The PBPK model consisted of ordinary differential equations for drug amounts, A_i = A_i(t), where t is time and i is an index over tissue compartments or other quantities. The subscript abbreviations for tissue volumes and blood flow rates used in the equations below correspond to the quantities in Table 1 as follows: T, any of the following; LU, lung; BR, brain; F, fat; H, heart; M, muscle; B, bone; SK, skin; K, kidney; S, spleen; G, gut; L, liver; LA, hepatic artery; V, venous blood; A, arterial blood. Tissue drug concentrations were expressed as C_T = A_T/V_T, where V_T is the tissue volume. The concentration of drug in venous blood draining a tissue was expressed as C_VT = C_T/P_T, where P_T is the tissue/blood partition coefficient.

Scaling relations.

Cardiac output, Q_C, was scaled to body weight, BW, as Q_C = Q_CC × BW^0.75, where Q_CC is given in Table 1. The blood flow rates, Q_T, were scaled to cardiac output as Q_T = (Q_TC/Q_totC) × Q_C, where Q_TC is the corresponding fractional flow rate from Table 1 and Q_totC is the sum of all the fractional flow rates. Similarly, the tissue volumes were scaled to body weight as V_T = (V_TC/V_totC) × BW, where V_TC is the fractional tissue volume and V_totC is the sum of all the fractional volumes. Division of the tissue volumes and flow rates by V_totC and Q_totC, respectively, was used to maintain the constraint of constant total volume and blood flow during MC simulations (70). Total clearance was scaled as CL = CL_C × BW^0.75, where CL_C is the fractional value given in Table 2.

Venous and arterial blood.

$$\frac{d{\text{A}}_{\text{V}}}{dt}={\displaystyle \sum _{\text{T}}{Q}_{\text{T}}{C}_{\text{VT}}-Q_{\text{C}}{C}_{\text{V}}}$$ (1)

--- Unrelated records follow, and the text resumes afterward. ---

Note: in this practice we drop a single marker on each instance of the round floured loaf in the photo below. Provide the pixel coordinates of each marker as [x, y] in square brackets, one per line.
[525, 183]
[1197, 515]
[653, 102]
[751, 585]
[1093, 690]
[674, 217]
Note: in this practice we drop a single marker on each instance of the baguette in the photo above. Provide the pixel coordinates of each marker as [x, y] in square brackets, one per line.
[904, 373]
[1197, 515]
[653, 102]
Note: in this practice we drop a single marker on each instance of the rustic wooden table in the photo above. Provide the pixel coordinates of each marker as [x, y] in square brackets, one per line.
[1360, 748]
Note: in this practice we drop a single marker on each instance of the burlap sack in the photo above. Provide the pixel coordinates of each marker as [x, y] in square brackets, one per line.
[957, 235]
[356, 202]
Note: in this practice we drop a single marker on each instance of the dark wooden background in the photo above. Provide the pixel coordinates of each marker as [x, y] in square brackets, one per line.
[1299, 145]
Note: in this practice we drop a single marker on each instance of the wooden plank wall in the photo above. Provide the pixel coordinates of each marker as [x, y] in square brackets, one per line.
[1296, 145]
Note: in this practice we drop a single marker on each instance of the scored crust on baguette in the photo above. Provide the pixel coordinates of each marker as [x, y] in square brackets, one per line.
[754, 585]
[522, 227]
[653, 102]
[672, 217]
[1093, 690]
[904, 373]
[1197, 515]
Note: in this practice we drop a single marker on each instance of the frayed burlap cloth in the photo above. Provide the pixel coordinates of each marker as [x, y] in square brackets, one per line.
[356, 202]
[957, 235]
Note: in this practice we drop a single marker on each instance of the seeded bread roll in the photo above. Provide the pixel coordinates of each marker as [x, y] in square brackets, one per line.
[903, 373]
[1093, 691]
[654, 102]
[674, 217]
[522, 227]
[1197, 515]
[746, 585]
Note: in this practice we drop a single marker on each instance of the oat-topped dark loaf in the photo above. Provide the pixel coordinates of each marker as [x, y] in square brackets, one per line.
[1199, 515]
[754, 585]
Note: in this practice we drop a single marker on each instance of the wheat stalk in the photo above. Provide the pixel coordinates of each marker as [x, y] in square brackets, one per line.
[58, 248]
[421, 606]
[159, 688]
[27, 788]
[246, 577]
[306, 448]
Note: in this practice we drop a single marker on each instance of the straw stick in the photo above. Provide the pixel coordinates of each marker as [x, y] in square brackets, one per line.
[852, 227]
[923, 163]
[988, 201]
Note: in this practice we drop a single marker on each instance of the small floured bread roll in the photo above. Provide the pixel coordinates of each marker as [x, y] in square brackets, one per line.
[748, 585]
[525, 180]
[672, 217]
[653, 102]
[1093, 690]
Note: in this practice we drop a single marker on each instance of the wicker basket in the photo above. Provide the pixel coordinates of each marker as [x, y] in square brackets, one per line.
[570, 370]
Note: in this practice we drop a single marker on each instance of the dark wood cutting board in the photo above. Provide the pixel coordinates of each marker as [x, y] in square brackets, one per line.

$$\frac{d{A}_{\text{A}}}{dt}=Q_{\text{C}}\left(C_{\text{VLU}}-C_{\text{A}}\right)$$ (2)

The summation in the equation for venous blood is over all tissues draining into the venous blood compartment in Fig. 1, with the term corresponding to the liver being Q_L × C_VL = (Q_LA + Q_S + Q_G)C_VL. The plasma drug concentration was determined by C_plasma = C_V/BP, with BP indicating the rifampin blood-to-plasma ratio.

Lungs.

$$\frac{d{A}_{\text{LU}}}{dt}=Q_{\text{C}}\left(C_{\text{V}}-C_{\text{VLU}}\right)$$ (3)

Brain, fat, heart, muscle, bone, skin, spleen, and carcass.

$$\frac{d{A}_{\text{T}}}{dt}=Q_{\text{T}}\left(C_{\text{A}}-C_{\text{VT}}\right)$$ (4)

Kidneys.

$$\frac{d{A}_{\text{K}}}{dt}=Q_{\text{K}}\left(C_{\text{A}}-C_{\text{VK}}\right)-f_{\text{R}}·\text{CL}·C_{\text{A}}$$ (5)

where CL is the total blood clearance of rifampin and f_R is the fraction of this total clearance apportioned to the kidneys.

Liver.

$$\frac{d{A}_{\text{L}}}{dt}=Q_{\text{LA}}{C}_{\text{A}}+Q_{\text{S}}{C}_{\text{VS}}+Q_{\text{G}}{C}_{\text{VG}}-Q_{\text{L}}{C}_{\text{VL}}-\left(1-f_R\right)·\text{CL}·\left(Q_{\text{LA}}{C}_{\text{A}}+Q_{\text{S}}{C}_{\text{VS}}+Q_{\text{G}}{C}_{\text{VG}}\right)/Q_{\text{L}}$$ (6)

Gut.

$$\frac{d{A}_{\text{G}}}{dt}=Q_{\text{G}}\left(C_{\text{A}}-C_{\text{VG}}\right)+k_{\text{a}}·A_{\text{OD}}+k_{\text{r}}·A_{\text{GL}}$$ (7)

where k_r is the rifampin gut reabsorption rate, A_GL is the amount of drug in the gut lumen, and A_OD is the amount of drug input to the gut as an oral dose.

Gut lumen.

$$\frac{d{A}_{\text{GL}}}{dt}=\left(1-f_R\right)·\text{CL}·\left(Q_{\text{LA}}{C}_{\text{A}}+Q_{\text{S}}{C}_{\text{VS}}+Q_{\text{G}}{C}_{\text{VG}}\right)/Q_{\text{L}}-k_{\text{r}}·A_{\text{GL}}-k_{\text{F}}·A_{\text{GL}}$$ (8)

where k_F is the gut lumen transit rate.

Oral dose.

$$\frac{d{A}_{\text{OD}}}{dt}=-k_{\text{a}}·A_{\text{OD}}+\frac{F_{\text{a}}·D}{\Delta }{\displaystyle \sum _{n=0}\left[\theta \left(t-t_{\text{n}}\right)-\theta \left(t-\left(t_{\text{n}}+\Delta \right)\right)\right]}$$ (9)

where k_a is the rifampin oral absorption rate, D is the dose, and F_a is the fraction of dose absorbed. The terms in the summation represent pulsed dosing at times t₀, t₁, etc., where Δ is the pulse width (e.g., 0.001 h) and θ(x) = 1(0) for x ≥ 0(x < 0) is a step function.